The third reference genome, that of E. coli, was already "extremely good," according to Jaffe, who attributed the high quality of the reference to the bug's medical importance and to extensive efforts to perfect the sequence by researchers working on E. coli.
In supplementary data included with the study, the team estimated that the automated method would shave nearly $12,000 off the reagent and labor costs of sequencing and finishing a five megabase bacterial genome compared to PCR and Sanger-based finishing of a genome sequenced and assembled using Illumina short reads alone.
One potential weakness in the methodology, according to Jaffe, is that the libraries used to produce the jump reads can vary in quality.

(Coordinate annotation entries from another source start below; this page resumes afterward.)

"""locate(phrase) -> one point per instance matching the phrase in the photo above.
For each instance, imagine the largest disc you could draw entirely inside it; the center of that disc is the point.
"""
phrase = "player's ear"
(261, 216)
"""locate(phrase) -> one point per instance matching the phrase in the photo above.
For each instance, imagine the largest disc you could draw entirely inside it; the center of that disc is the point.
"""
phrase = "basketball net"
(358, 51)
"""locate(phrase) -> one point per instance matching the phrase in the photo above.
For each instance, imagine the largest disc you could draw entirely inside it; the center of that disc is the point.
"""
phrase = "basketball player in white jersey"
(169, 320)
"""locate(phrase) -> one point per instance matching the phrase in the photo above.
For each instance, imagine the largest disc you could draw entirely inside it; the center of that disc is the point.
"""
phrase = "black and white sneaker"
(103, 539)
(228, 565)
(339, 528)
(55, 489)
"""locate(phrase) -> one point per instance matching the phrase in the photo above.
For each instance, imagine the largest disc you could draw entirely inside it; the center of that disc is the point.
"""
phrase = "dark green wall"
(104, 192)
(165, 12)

The reason for that is not clear, he said, though there is some speculation that it could be related to the jump library protocol or even to methods used to isolate and prepare DNA from bacterial cells.
For his part, Schatz speculated that jump reads may eventually be phased out as longer and longer PacBio reads become available.
"Now that the long [PacBio] reads are maturing so you can get a lot of [5,000 base] and [10,000 base] reads … the days of the jump library are a little bit uncertain," he said.
The current version of the Broad's hybrid ALLPATHS-LG assembly method is being released as open-source software and Jaffe said its developers are "very actively trying to make the software as usable as possible."
He explained that future improvements to the software are likely to be contingent on advances made in the sequencing technology itself.
"We designed [the algorithm] based on the three-library mixture," Jaffe said. "That may be what we're doing a year from now, but there may be something else which changes the rules of the game."
"We're kind of waiting to see what the next turn in the technology brings," he noted. "At this juncture there's the possibility of either fundamental changes to sequencing technology or incremental but very important advances."
For the time being, researchers say the ability to obtain finished genomes using automated, hybrid assembly methods is limited to smaller genomes, in part due to the cost of producing PacBio reads.
"Bacterial genomes — small genomes — are kind of a sweet spot in that people would be willing to pay a couple thousand dollars, or some relatively modest amount, to get ultra-high quality sequence," Jaffe said.
Schatz said it remains to be seen whether PacBio can produce reads long enough to produce finished vertebrate-size genomes and, if so, what other types of read data would have to be included in that assembly.
"It's not clear that five or 10 or 15 thousand bases would be long enough to get a finished vertebrate genome," he said. "That's kind of an active research question: 'What's the right combination of libraries to do so?'"
But while automated genome finishing remains out of reach for large genomes at the moment, Schatz emphasized that the availability of PacBio reads can still improve the quality of de novo draft genomes compared to assemblies based on short-read data alone.
"Costs may become prohibitive for some when working on larger genomes," added Baylor's English, "but there are currently no alternative platforms providing the extremely long and unbiased reads one receives from PacBio — reads which have a very beneficial effect on an assembly's quality."